Pile foundations have been around for quite a long time, and to many people justification seems superfluous.
Nevertheless, given the speed of technology advance and the technical amnesia this can create, it is worthwhile to stop and remind ourselves that pile foundations have both economic value and technical appeal.
The whole process is an enormously complex one in all of its aspects, whether we consider the mechanics of the impact or the transfer of the load from the pile into the soil and the soil’s response to it.
In Russia, a country that is admittedly ready made for deep foundations, pile foundations are the most widespread foundations for buildings and structures in civil, military, industrial and hydrotechnical construction because their use instead of ring foundations makes it possible to significantly reduce amounts of earth moving works, to reduce labour consumption by 50%, and concrete consumption by 33-50%.

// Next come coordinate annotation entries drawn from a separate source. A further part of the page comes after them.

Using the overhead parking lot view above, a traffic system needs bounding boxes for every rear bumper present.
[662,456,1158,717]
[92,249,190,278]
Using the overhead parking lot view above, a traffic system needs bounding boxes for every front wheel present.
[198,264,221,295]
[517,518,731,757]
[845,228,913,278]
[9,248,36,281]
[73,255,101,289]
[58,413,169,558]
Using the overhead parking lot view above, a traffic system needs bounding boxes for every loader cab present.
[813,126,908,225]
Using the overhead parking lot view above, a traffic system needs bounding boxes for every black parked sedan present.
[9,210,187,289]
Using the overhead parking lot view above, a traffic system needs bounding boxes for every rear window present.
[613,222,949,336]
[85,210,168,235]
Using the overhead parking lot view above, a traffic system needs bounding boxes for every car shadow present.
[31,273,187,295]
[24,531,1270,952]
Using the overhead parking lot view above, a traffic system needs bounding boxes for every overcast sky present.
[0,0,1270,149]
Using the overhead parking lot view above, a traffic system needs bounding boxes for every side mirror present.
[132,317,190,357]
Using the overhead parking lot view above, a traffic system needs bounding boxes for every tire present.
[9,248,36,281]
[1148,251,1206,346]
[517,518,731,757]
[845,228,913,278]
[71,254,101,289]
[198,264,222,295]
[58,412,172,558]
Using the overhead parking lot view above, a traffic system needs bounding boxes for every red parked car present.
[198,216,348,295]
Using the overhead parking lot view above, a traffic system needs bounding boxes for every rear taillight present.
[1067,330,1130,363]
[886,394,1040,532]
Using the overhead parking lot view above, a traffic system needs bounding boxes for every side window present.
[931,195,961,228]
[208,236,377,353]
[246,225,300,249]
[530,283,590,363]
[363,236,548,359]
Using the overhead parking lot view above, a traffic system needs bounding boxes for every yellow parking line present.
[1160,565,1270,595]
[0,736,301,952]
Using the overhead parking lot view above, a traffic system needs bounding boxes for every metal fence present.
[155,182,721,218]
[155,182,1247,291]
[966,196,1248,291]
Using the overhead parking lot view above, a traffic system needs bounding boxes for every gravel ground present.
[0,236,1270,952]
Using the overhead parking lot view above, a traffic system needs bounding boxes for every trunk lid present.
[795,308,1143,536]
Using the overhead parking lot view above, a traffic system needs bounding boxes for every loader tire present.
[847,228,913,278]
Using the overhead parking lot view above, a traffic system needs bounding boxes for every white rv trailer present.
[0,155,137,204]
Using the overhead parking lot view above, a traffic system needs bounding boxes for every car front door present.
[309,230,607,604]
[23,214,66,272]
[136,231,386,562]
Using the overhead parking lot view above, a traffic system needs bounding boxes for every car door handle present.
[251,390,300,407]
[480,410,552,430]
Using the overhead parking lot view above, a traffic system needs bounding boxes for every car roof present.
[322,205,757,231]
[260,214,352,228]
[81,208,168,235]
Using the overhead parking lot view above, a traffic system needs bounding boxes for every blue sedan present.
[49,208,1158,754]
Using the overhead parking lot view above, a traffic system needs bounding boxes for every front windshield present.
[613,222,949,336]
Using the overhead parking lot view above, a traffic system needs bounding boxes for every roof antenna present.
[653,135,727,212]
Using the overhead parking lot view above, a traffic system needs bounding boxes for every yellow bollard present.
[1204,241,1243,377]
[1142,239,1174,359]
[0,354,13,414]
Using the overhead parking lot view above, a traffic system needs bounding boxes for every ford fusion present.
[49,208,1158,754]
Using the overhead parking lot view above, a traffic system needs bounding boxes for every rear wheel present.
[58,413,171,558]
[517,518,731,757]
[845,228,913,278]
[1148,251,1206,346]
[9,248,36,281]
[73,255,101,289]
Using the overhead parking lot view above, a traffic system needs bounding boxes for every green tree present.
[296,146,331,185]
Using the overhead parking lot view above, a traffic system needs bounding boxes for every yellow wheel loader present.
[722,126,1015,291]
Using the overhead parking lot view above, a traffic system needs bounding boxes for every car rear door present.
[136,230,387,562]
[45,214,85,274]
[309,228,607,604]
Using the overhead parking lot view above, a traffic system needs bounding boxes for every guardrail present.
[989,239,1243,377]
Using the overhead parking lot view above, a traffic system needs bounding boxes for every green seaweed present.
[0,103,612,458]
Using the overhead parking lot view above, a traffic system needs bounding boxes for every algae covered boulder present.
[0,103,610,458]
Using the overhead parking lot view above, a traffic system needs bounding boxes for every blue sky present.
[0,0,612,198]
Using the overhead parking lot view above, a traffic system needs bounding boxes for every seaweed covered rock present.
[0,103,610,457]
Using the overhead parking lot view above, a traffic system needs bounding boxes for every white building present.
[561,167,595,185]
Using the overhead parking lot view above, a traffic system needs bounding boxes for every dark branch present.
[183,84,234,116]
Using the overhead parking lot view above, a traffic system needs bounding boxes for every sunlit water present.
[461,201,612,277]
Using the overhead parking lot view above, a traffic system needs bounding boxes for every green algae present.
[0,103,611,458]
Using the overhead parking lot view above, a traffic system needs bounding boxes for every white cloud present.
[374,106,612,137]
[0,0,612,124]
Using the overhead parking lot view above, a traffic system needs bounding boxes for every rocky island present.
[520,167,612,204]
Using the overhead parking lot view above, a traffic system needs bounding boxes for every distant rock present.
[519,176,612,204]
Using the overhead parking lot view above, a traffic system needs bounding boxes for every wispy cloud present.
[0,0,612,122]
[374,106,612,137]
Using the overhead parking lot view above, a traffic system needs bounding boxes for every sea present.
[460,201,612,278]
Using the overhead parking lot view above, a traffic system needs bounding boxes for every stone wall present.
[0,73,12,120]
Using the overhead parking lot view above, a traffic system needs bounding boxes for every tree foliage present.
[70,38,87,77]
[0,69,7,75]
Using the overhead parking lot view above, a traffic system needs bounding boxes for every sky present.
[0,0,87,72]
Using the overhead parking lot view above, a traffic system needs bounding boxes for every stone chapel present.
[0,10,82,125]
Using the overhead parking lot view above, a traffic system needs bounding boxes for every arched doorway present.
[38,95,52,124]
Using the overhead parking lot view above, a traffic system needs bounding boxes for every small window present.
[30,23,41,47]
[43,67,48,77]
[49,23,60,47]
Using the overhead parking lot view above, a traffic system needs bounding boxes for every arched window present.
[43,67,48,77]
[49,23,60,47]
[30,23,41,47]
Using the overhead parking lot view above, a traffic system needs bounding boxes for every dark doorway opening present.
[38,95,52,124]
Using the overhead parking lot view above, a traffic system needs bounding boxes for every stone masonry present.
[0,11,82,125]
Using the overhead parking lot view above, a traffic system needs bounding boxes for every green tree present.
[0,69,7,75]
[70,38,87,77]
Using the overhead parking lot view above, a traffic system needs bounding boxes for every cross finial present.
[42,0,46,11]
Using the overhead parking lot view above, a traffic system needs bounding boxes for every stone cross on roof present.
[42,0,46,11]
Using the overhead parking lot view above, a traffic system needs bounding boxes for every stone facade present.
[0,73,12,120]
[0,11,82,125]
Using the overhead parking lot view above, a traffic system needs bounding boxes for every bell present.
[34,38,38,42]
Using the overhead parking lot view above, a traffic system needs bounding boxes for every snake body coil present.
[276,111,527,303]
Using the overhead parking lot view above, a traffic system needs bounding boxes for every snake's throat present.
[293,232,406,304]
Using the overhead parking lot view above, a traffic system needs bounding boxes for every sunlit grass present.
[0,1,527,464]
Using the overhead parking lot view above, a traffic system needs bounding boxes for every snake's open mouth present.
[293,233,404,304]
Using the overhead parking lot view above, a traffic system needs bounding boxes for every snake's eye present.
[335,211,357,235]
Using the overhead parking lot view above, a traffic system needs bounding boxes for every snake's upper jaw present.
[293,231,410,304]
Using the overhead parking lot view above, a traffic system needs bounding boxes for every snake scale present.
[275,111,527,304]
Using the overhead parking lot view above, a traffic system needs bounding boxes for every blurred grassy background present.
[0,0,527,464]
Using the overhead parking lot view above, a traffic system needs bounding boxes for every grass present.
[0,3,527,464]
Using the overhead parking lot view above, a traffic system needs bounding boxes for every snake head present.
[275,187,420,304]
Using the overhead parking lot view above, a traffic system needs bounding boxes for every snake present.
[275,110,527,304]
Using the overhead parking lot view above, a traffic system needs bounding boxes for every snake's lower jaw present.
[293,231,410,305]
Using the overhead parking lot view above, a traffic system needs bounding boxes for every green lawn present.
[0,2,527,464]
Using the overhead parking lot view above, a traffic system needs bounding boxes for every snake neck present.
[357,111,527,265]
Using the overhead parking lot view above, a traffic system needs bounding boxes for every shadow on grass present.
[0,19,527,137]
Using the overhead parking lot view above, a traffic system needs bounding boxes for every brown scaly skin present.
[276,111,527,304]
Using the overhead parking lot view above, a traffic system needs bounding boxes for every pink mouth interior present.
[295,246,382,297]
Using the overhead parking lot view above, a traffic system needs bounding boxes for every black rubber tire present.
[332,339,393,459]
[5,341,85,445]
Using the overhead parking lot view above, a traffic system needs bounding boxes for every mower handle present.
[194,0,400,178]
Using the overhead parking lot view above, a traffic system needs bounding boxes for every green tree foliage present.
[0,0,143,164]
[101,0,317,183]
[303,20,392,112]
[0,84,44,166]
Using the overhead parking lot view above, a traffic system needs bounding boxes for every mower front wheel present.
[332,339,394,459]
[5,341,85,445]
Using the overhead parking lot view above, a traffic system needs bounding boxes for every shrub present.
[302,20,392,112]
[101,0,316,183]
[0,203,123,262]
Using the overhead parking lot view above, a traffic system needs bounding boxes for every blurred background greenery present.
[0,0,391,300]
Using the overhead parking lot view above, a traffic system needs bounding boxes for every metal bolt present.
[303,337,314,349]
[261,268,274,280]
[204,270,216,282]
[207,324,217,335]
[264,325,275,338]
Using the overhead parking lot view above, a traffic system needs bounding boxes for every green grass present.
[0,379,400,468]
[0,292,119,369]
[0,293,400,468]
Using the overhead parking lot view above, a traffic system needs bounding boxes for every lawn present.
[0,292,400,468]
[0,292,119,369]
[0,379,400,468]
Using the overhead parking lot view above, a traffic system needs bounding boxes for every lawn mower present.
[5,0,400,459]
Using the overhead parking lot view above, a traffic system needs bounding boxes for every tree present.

Pile foundations additionally provide building settlement that is both lower and more uniform than ring foundations.
This fact is especially important in the construction of block-type and large panel buildings, such as the high rise apartment buildings one normally associates with Russia.
To drive these piles and thus reap the benefits of these advantages, the most widespread machines for driving piles are diesel hammers.
Their main advantages are 1) independence from external power sources such as steam boilers, air compressors, generators, or hydraulic power packs, 2) high productivity, 3) simplicity and convenience of operation, and 4)relatively low price of manufacturing.
Eighty percent (80%) of all piling works in Russia are carried out by diesel hammers.
Each diesel hammer during a year fulfils piling works which cost forty (40) times as much as the price of the diesel hammer itself.
The principle of operation of all diesel hammers is based on the two stroke internal combustion engine with compression ignition.
The impact force of a diesel hammer is the result of both the direct impact of the ram on the anvil and the pressure of air-fuel combustion.